Notre civilisation moderne manquerait-elle peut-être de « philosophie
» ? Selon l'appréciation de ces anciens philosophes, ferions-nous peut-être
tous partie de la « populace » ?
158
Climat du flatteur. Il ne faut plus chercher maintenant les flatteurs,
qui font les chiens couchants, dans le voisinage des princes, ceux-ci ont
tous le goût militaire qui répugne au flatteur. Mais cette fleur
s'épanouit maintenant encore dans le voisinage des banquiers et des artistes.
159
Les évocateurs des morts. Certains hommes vaniteux apprécient
plus haut un fragment du passé à partir du moment où ils
peuvent le revivre sentimentalement ( surtout si cela est difficile ), ils voudraient
même, au besoin, le faire ressusciter d'entre les morts. Puisque le nombre
des vaniteux est toujours considérable, le danger que présentent
les études historiques, dès que toute une époque leur est soumise,
n'est pas mince : on gaspille alors trop de force pour toutes les résurrections
imaginables. Peut-être comprendra-t-on mieux tout le mouvement du romantisme
en partant de ce point de vue.
160
Vaniteux, avide et peu sage. Vos désirs sont plus grands que votre
raison, et votre vanité est encore plus grande que vos désirs,
à des hommes de votre espèce il faut recommander foncièrement beaucoup
de pratique chrétienne, et, de plus, un peu de théorie schopenhauérienne.
161
Beauté conforme à l'époque. Si nos sculpteurs, nos
peintres et nos musiciens voulaient saisir le sens de l'époque, il leur
faudrait montrer la beauté bouffie, gigantesque et nerveuse : tout comme
les Grecs, sous la contrainte de leur morale de la mesure, voyaient et figuraient
la beauté dans l'Apollon du Belvédère. Nous devrions, en somme,
le trouver laid ! Mais les « classicistes » pédants nous ont enlevé
toute loyauté !
162
L'ironie des hommes actuels. Actuellement c'est la façon des Européens
de traiter tous les grands intérêts avec ironie, parce que, à
force de s'affairer à leur service, on n'a pas le temps de les prendre
au sérieux.
163
Contre Rousseau. S'il est vrai que notre civilisation est, par elle-même,
quelque chose de déplorable : vous avez le choix de poursuivre dans vos
conclusions avec Rousseau : « Cette civilisation déplorable est cause
de notre mauvaise moralité », ou de conclure en renversant la formule
de Rousseau : « Notre bonne moralité est cause de cette déplorable
civilisation.
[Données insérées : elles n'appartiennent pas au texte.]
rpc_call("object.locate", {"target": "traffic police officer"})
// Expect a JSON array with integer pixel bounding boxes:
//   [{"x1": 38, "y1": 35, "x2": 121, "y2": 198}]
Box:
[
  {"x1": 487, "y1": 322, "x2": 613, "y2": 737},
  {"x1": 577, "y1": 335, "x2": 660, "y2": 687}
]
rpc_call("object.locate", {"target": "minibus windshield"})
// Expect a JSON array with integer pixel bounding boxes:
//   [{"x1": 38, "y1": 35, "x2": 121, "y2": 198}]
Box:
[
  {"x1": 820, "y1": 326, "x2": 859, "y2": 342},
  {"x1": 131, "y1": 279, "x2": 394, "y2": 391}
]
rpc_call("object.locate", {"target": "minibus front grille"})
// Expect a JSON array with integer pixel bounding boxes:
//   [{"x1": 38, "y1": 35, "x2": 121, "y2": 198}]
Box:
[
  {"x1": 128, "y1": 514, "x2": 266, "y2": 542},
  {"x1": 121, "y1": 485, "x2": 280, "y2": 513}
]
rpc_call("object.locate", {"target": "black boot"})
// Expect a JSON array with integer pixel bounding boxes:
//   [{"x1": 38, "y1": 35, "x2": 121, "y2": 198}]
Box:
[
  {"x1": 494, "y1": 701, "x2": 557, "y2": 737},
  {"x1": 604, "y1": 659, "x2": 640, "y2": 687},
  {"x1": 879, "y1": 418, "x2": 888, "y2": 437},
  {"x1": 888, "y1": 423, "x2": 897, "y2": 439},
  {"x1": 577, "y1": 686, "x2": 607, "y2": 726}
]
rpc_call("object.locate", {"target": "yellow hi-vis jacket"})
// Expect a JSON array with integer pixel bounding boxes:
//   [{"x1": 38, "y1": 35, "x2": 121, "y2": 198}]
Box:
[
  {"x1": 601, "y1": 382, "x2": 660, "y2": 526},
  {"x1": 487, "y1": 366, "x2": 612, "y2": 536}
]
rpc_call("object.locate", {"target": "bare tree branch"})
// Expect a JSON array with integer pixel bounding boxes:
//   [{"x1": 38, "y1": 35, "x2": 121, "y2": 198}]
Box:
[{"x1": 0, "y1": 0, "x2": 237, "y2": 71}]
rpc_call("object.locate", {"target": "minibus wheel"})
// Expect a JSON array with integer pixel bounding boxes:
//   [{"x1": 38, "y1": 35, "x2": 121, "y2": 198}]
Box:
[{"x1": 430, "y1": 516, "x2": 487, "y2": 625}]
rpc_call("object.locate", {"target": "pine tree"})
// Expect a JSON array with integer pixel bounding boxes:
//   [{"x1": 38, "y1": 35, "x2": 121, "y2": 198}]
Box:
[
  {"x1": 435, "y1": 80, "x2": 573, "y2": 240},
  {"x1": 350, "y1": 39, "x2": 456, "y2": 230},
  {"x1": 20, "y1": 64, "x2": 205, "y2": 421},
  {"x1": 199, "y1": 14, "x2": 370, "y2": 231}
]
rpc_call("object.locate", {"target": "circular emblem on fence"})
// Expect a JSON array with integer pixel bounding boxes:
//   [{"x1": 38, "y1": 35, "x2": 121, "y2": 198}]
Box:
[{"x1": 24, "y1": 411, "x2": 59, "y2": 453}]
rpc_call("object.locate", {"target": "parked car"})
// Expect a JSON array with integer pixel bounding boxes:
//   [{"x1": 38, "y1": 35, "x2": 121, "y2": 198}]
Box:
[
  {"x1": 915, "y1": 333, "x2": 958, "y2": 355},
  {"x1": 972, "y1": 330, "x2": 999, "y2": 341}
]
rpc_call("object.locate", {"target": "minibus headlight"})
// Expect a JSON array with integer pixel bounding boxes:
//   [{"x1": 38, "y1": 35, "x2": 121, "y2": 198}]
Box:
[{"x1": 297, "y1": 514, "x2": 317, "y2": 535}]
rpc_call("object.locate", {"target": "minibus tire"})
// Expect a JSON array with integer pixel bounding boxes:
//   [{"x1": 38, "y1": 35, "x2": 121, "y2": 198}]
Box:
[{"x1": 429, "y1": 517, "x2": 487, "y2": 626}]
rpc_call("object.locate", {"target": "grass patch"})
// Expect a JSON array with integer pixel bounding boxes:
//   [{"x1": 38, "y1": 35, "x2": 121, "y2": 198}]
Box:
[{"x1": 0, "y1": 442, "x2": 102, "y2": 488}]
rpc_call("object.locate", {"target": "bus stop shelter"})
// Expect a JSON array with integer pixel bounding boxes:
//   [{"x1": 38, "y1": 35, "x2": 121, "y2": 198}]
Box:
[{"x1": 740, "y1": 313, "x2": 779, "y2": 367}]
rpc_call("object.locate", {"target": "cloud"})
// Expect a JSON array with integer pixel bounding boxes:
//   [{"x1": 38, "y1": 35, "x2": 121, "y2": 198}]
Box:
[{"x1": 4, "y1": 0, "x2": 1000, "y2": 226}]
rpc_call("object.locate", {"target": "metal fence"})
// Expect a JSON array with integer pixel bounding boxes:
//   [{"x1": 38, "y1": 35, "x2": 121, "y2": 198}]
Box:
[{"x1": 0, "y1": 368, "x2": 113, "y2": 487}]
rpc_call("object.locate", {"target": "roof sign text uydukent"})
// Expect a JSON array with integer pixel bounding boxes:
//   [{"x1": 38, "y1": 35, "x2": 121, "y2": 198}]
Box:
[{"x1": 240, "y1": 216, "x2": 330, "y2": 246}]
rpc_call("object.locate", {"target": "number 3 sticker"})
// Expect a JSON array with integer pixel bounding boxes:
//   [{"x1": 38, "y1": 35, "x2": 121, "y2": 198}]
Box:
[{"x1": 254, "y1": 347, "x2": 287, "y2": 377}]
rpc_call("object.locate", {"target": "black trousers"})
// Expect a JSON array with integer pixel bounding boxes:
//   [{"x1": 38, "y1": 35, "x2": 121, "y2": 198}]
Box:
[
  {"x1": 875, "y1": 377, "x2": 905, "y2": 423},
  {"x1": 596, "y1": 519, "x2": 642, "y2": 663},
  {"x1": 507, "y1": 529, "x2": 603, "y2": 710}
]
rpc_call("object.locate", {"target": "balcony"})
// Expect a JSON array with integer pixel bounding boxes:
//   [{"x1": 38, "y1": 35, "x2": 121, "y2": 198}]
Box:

Nos conceptions sociales du bien et du mal, faibles et efféminées,
leur énorme prépondérance sur le corps et l'âme, ont
fini par affaiblir tous les corps et toutes les âmes et par briser les hommes
indépendants, autonomes, sans préjugés, les véritables
piliers d'une civilisation forte : partout où l'on rencontre aujourd'hui
encore la mauvaise moralité, on voit les dernières ruines de ces piliers.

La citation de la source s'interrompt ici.